Initially, the SAP funding was fixed at Rs67 billion on the eve of the budget but it was revised several times and now it went up again. Irrespective of the political divide, all political regimes in the recent past had used the exchequer to please parliamentarians to win them.
The SAP funding has been considered controversial and in violation of the laid down procedures because it does not follow the normal path of securing approval of the development schemes. Secondly, no effective monitoring and evaluation is done to ascertain how much of the fund was actually utilised for execution of small schemes.
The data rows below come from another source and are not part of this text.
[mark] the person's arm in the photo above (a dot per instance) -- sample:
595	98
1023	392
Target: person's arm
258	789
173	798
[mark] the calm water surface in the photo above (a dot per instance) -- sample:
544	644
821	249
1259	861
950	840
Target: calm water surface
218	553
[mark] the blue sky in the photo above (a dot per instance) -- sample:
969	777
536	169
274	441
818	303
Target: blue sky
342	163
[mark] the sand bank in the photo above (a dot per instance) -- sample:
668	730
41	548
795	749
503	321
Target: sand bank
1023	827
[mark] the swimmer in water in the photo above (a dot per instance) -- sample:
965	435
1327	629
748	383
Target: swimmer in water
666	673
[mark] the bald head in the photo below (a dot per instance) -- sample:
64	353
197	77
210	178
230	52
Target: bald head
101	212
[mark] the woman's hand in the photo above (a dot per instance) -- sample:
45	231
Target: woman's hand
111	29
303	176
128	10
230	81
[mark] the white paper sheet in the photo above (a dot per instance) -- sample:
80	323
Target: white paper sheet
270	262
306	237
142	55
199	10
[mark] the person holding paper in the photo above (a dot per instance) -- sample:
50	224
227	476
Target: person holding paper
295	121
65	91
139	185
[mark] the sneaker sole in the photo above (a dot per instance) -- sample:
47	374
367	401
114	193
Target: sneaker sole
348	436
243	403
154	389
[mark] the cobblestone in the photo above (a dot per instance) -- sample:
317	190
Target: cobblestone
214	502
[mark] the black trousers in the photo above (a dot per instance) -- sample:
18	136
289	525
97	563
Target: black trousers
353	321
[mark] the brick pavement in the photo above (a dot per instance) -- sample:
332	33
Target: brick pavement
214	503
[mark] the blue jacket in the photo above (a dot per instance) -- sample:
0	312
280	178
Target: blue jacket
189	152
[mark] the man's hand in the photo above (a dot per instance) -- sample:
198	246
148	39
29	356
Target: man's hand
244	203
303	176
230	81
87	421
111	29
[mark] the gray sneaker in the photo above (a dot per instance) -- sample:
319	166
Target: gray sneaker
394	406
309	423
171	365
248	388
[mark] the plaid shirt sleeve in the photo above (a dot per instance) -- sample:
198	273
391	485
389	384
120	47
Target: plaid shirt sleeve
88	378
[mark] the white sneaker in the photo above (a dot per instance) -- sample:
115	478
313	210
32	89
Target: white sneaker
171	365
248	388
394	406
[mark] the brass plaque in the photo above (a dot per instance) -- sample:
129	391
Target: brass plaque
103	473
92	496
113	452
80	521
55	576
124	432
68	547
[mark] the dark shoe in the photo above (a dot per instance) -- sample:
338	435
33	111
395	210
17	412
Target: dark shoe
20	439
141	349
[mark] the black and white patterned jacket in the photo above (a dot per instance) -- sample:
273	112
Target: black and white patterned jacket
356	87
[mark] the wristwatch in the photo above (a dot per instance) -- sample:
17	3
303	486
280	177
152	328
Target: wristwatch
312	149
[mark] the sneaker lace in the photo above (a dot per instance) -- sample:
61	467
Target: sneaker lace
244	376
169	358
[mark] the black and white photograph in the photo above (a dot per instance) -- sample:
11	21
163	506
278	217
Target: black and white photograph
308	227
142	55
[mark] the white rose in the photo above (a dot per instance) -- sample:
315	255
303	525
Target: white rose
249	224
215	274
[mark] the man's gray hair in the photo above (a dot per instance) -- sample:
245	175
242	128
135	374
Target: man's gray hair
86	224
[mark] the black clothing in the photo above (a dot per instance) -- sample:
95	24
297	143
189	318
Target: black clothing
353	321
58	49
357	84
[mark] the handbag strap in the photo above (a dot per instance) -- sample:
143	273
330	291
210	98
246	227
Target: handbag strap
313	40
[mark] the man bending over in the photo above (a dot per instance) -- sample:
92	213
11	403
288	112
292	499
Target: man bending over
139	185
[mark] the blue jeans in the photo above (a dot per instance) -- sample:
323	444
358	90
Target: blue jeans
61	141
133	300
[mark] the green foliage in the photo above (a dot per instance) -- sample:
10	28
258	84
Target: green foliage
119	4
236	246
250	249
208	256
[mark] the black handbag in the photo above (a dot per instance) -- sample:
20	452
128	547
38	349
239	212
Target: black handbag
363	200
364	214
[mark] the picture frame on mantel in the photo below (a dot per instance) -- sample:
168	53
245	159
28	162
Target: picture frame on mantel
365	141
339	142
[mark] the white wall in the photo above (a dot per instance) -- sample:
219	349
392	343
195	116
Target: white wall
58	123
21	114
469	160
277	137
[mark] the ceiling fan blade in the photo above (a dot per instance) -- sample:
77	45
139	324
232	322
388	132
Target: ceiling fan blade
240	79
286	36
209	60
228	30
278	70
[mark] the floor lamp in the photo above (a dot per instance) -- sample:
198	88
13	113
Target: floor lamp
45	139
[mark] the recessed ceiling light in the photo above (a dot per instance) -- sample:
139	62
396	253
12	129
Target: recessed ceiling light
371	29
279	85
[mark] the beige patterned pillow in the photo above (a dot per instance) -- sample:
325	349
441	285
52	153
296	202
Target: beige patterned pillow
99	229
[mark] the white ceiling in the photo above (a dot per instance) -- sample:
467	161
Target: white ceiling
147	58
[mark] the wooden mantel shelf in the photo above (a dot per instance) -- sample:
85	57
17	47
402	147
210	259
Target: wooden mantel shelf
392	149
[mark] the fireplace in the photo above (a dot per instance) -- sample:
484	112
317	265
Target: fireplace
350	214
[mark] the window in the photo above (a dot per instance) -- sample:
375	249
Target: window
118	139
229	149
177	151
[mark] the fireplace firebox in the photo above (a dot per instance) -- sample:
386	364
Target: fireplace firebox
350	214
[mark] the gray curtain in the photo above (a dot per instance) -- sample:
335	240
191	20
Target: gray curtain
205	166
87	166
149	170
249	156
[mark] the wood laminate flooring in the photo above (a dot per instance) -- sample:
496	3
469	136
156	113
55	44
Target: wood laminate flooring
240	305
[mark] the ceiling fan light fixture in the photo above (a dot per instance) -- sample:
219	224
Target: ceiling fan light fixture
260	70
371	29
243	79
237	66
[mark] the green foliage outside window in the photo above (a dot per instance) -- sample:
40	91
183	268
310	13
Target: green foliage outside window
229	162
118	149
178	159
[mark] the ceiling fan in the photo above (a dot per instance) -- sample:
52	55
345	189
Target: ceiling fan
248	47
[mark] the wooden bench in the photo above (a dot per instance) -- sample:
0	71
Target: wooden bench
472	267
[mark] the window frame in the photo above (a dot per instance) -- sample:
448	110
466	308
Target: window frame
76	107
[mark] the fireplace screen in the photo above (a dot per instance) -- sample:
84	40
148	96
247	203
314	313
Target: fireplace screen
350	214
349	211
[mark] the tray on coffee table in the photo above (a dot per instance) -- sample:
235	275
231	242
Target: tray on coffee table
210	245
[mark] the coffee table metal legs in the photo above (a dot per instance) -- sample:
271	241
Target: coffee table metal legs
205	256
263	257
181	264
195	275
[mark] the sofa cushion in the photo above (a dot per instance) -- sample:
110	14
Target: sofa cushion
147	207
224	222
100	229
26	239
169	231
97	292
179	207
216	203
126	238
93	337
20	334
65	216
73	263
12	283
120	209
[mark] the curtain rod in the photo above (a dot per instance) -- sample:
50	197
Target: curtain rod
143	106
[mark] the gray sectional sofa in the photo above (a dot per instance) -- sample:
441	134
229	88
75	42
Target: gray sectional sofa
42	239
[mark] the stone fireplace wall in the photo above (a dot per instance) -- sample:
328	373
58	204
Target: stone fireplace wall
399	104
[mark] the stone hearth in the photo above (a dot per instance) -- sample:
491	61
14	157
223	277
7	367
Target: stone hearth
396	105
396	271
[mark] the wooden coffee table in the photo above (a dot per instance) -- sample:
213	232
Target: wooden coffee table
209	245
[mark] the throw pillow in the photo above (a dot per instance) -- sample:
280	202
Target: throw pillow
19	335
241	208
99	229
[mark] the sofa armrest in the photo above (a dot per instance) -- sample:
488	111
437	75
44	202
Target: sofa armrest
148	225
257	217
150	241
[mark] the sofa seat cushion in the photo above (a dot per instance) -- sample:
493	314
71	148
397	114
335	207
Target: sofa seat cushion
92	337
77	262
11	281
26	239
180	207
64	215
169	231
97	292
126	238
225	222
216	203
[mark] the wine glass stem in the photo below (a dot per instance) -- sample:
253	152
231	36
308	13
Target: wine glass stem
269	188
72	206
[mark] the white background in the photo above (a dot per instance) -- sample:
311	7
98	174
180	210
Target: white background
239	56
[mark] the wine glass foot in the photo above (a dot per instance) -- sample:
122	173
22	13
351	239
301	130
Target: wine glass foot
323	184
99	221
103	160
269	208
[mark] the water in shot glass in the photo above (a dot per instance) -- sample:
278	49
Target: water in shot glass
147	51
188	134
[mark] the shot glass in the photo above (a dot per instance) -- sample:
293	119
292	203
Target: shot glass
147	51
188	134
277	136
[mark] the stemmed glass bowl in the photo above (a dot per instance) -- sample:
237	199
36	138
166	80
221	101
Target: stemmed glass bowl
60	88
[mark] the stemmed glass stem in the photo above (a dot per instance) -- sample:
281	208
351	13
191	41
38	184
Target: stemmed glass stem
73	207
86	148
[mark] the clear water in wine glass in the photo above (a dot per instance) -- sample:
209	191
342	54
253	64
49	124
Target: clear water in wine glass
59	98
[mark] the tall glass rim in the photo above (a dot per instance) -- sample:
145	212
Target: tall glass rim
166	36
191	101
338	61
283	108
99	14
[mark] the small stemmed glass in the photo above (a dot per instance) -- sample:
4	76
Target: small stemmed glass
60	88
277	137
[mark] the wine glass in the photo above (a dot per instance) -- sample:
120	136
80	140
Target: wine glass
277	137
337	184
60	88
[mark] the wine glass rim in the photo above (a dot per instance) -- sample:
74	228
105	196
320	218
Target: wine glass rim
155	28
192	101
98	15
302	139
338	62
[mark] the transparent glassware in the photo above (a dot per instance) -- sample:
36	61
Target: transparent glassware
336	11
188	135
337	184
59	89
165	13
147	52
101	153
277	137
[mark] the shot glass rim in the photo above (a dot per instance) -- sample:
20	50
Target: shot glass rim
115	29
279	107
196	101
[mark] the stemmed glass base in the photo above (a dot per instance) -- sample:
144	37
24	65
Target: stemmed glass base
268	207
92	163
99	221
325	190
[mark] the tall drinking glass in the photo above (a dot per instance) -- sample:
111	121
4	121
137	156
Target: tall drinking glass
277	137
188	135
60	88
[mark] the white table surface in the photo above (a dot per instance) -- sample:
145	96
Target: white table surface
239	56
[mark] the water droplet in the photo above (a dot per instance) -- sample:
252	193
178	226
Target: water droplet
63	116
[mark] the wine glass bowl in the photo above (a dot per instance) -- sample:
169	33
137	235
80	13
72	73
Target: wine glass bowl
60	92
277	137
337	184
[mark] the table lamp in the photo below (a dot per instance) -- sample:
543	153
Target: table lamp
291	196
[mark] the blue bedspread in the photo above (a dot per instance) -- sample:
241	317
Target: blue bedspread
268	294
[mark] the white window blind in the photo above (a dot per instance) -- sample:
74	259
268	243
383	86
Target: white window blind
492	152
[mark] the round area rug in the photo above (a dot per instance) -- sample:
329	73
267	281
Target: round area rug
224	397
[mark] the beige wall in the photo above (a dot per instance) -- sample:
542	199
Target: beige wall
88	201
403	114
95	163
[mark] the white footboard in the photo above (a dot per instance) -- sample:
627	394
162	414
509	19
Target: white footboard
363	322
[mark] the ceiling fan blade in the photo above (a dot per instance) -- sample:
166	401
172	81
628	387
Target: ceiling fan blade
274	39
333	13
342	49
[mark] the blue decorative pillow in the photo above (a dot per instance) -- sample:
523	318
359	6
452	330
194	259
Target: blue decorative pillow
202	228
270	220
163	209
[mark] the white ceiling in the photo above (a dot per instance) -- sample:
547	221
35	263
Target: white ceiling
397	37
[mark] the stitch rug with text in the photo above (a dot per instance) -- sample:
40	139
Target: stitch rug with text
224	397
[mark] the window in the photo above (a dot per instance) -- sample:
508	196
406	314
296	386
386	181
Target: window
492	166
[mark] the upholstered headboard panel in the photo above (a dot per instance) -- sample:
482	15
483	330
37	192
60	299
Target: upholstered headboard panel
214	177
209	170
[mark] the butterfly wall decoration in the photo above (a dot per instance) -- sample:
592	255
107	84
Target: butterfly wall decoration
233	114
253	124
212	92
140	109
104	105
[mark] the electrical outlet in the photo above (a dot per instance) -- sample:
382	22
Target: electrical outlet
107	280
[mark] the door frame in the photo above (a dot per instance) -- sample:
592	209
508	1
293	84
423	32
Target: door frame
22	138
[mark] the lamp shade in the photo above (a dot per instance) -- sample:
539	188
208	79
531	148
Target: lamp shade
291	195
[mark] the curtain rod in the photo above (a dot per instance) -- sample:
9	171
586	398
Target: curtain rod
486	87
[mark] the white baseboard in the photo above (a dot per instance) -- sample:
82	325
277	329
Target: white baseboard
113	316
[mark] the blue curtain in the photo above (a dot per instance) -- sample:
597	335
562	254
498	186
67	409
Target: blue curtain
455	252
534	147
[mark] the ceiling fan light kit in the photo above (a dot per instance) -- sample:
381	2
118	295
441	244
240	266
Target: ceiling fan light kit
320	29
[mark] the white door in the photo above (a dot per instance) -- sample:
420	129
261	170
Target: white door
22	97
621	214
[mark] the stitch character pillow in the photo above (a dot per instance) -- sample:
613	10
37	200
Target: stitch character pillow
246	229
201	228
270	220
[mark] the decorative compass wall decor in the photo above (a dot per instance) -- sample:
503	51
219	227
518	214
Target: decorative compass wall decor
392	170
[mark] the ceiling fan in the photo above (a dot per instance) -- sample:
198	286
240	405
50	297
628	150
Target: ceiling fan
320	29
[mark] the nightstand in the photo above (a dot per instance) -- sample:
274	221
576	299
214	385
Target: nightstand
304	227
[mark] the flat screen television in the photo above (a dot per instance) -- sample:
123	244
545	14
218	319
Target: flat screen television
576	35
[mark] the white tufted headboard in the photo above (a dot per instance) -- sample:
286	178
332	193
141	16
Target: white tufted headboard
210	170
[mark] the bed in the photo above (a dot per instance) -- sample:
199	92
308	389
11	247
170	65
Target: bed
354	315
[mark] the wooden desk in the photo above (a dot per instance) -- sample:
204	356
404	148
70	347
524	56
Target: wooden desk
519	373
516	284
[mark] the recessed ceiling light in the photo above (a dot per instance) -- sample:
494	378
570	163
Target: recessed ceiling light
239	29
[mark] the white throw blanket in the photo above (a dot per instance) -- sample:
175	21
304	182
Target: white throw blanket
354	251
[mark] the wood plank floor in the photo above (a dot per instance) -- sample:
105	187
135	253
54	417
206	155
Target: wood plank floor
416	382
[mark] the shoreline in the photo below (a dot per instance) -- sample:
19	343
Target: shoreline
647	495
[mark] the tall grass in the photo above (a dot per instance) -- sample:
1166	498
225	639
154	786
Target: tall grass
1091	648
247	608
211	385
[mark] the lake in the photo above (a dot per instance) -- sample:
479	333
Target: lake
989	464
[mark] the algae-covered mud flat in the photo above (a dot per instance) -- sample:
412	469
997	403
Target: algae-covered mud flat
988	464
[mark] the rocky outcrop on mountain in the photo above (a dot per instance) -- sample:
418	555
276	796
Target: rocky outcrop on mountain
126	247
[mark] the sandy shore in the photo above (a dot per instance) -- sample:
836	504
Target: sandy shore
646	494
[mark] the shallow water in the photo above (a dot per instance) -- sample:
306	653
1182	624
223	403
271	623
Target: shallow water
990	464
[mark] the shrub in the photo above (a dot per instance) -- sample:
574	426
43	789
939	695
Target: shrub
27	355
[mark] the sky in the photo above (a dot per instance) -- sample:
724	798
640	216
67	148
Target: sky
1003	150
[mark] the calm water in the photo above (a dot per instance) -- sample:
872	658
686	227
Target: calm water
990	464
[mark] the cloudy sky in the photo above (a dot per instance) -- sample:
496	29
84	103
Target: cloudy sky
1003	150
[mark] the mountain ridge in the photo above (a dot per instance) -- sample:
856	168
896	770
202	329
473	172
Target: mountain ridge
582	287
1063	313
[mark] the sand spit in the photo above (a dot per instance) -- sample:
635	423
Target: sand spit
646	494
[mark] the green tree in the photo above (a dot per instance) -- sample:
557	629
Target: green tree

According to an official announcement, Finance Minister Ishaq Dar chaired the ECC meeting where the industries ministry submitted a summary on urea fertilizer requirement for 2023 and briefed on the situation. The ECC after a detailed discussion allowed SNGPL-based fertilizer plants, Fatima Fertilizer (Sheikhupura) and Agritech, to operate beyond May 31, 2023, until August 31, 2023, on indigenous gas with no subsidy requirement from the federal government.
The Ministry of Climate Change and Environmental Coordination submitted a summary on the participation of Sindh’s mangroves projects in voluntary carbon markets and stated the Sindh Forest Department is implementing two Indus Delta Mangrove projects, Delta Blue Carbon-I (DBC-I) and Delta Blue Carbon-II (DBC-II), to generate carbon credits and trade with international entities on Voluntary Carbon Market. These projects are expected to generate about US$200 to 220 million by 2043 with additional benefits of creating green jobs.
The ECC considered a summary of the Ministry of Energy (Power Division) on payment mechanism and agreements with M/s Uch Power (Pvt) Limited. After a detailed discussion, the ECC approved the proposals of the Ministry for a Novation Agreement, Master Agreement, and PPA Amendment that would result in the saving of Rs33 billion over a period of seven years. The ECC considered and approved the following Technical Supplementary Grants/ Supplementary Grants: Rs2.5 million in favour of the Ministry of Climate Change and Environment Coordination to meet its expenditures; Rs263.988 million in favour of the office of Controller General of Accounts (CGA) for implementation of online billing solutions in federal and provincial accountant generals; Rs497.261 million in favour of the Ministry of Housing and Works; Rs420 million in favour of the Ministry of Information and Broadcasting to meet its budgetary shortfall for information services abroad; Rs10,746.216 million in favour of the Federal Directorate of Immunization (FDI) to procure vaccines and syringes for uninterrupted supply to the provinces; Rs20 billion in favour of the Cabinet Division for Sustainable Development Goals Achievement Programme; Rs25 million in favour of the President’s Secretariat for ERE expenditures; Rs208 million in favour of the Intelligence Bureau to meet its Employee Related Expenses; Rs4,000 million in favour of the Ministry of Defence to meet its expenditures.